4 septembre 2017

Claire Supiot, objectif olympique 32 ans après

#Association. Nous vous présentons les 5 projets retenus par le jury LDA dans le cadre de la première édition de l’appel à projets sportifs lancé par #LaDalleAngevine. 5 projets qui bénéficient de la part de l’association d’un accompagnement à la fois financier et médiatique. 3ème épisode avec la nageuse Claire Supiot qui ambitionne, 32 ans après avoir participé aux JO de Séoul, de se qualifier pour les Jeux Paralympiques de Tokyo en 2020.

Par Valentin Deudon – Photos www.ffnatation.fr

Entendre Claire Supiot raconter son parcours de sportive de haut niveau, de ses premiers titres de nageuse valide à sa renaissance en tant qu’athlète handisport, c’est être traversé par des émotions comme seul le sport peut en procurer. Son histoire est fascinante, sa personnalité attachante et sa force mentale considérable. Multiple championne de France dans les années 80 sur 100 et 200 mètres papillon, celle qui a vu le jour à Angers en 1968 a connu la consécration en disputant les Jeux Olympiques de Séoul en 1988. La natation s’est ensuite peu à peu éloignée pour laisser place à des vies professionnelle et de famille bien remplies. « Puis la maladie s’est invitée », poursuit Claire Supiot. « On m’a diagnostiqué en 2008 la maladie de Charcot-Marie-Tooth, une affection neurologique avec une atteinte des muscles distaux. J’étais alors une maman de 3 enfants, divorcée, handicapée, avec une activité professionnelle à temps plein ».

La renaissance sportive à partir de 2015art

Autant dire que le sport ne fait logiquement plus partie de ses préoccupations. Pourtant, quelques années plus tard, à la faveur d’une amie qui lui propose de l’accompagner à un cours d’aquagym, Claire retrouve des sensations. « Tout doucement, j’ai repris goût à l’effort. Et très vite, ça ne m’a plus suffi. J’ai eu envie de retourner dans le bassin, d’en faire plus ». C’est ainsi qu’avec son frère Marc, entraîneur, elle se prépare pour une saison 2015-2016 qui sera celle de la renaissance. « Le virus était revenu, avec l’envie de me lancer un défi, celui d’être la première nageuse à disputer des Jeux Olympiques et Paralympiques ». Passée tout près de Rio en 2016, elle repart au combat avec Tokyo 2020 en ligne de mire.

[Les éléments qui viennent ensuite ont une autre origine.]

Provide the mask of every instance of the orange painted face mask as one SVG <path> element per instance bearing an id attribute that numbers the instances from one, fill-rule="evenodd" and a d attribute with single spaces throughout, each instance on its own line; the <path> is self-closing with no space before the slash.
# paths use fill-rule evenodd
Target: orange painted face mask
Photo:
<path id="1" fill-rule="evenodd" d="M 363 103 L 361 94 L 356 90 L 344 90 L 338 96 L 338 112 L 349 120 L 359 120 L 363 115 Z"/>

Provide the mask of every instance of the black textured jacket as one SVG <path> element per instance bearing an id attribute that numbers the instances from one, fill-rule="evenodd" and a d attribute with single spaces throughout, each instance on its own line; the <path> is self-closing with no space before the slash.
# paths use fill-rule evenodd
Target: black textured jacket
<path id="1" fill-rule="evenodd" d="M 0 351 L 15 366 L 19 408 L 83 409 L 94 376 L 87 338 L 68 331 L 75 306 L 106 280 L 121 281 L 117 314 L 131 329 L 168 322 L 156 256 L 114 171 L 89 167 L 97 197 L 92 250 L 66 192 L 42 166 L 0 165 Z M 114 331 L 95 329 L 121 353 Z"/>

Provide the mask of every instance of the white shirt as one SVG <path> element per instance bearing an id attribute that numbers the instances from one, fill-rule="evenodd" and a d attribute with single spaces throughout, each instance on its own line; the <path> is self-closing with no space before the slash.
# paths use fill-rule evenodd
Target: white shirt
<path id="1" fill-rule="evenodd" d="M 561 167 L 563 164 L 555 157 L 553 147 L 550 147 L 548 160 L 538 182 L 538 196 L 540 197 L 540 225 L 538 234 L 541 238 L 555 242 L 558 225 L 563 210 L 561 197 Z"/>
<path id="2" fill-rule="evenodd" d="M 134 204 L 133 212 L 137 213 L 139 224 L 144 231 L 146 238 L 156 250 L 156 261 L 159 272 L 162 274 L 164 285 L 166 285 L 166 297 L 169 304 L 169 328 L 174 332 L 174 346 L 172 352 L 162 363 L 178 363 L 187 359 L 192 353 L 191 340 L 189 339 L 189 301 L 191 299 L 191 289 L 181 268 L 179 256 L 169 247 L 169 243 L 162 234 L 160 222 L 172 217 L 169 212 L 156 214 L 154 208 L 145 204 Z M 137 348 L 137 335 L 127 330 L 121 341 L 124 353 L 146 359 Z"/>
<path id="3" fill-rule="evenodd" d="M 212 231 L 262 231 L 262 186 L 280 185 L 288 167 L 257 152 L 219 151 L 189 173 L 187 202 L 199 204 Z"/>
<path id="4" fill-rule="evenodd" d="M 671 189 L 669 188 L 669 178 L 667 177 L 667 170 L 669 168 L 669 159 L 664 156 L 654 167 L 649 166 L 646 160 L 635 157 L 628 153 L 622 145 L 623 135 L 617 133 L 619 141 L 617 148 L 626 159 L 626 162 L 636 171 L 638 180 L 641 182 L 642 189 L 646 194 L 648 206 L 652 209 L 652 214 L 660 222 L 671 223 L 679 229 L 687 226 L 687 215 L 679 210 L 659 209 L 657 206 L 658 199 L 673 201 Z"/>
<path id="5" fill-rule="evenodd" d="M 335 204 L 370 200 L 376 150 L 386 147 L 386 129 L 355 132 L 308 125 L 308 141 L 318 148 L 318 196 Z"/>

« Mon âge et mon handicap sont devenus les aliments pour nourrir ma motivation »

Licenciée au club d’Angers Natation qui va ouvrir cette saison une section handisport, Claire s’entraîne dur (2 séances par jour tôt le matin et tard le soir), enchaîne les compétitions (en valide et en handisport) et récolte la saison dernière 3 titres de championne de France (2 aux Maîtres valide sur 400 et 1500 mètres crawl, un aux France Elite Handisport sur 100 mètres papillon) ! Lancée vers son objectif olympique, notre Dalleuse est portée par une envie décuplée. « C’est un projet complètement fou », explique Claire, qui occupe aujourd’hui le poste de référente Handisport au département du Maine-au-Loire. « Mais mon âge et mon handicap sont devenus les aliments pour nourrir ma motivation. Je veux me dépasser, rendre fier mes enfants, ceux qui me soutiennent, ma ville. Et inciter tous les Angevins à oser aller chercher cette force, cette Dalle Angevine qui sommeille en eux ».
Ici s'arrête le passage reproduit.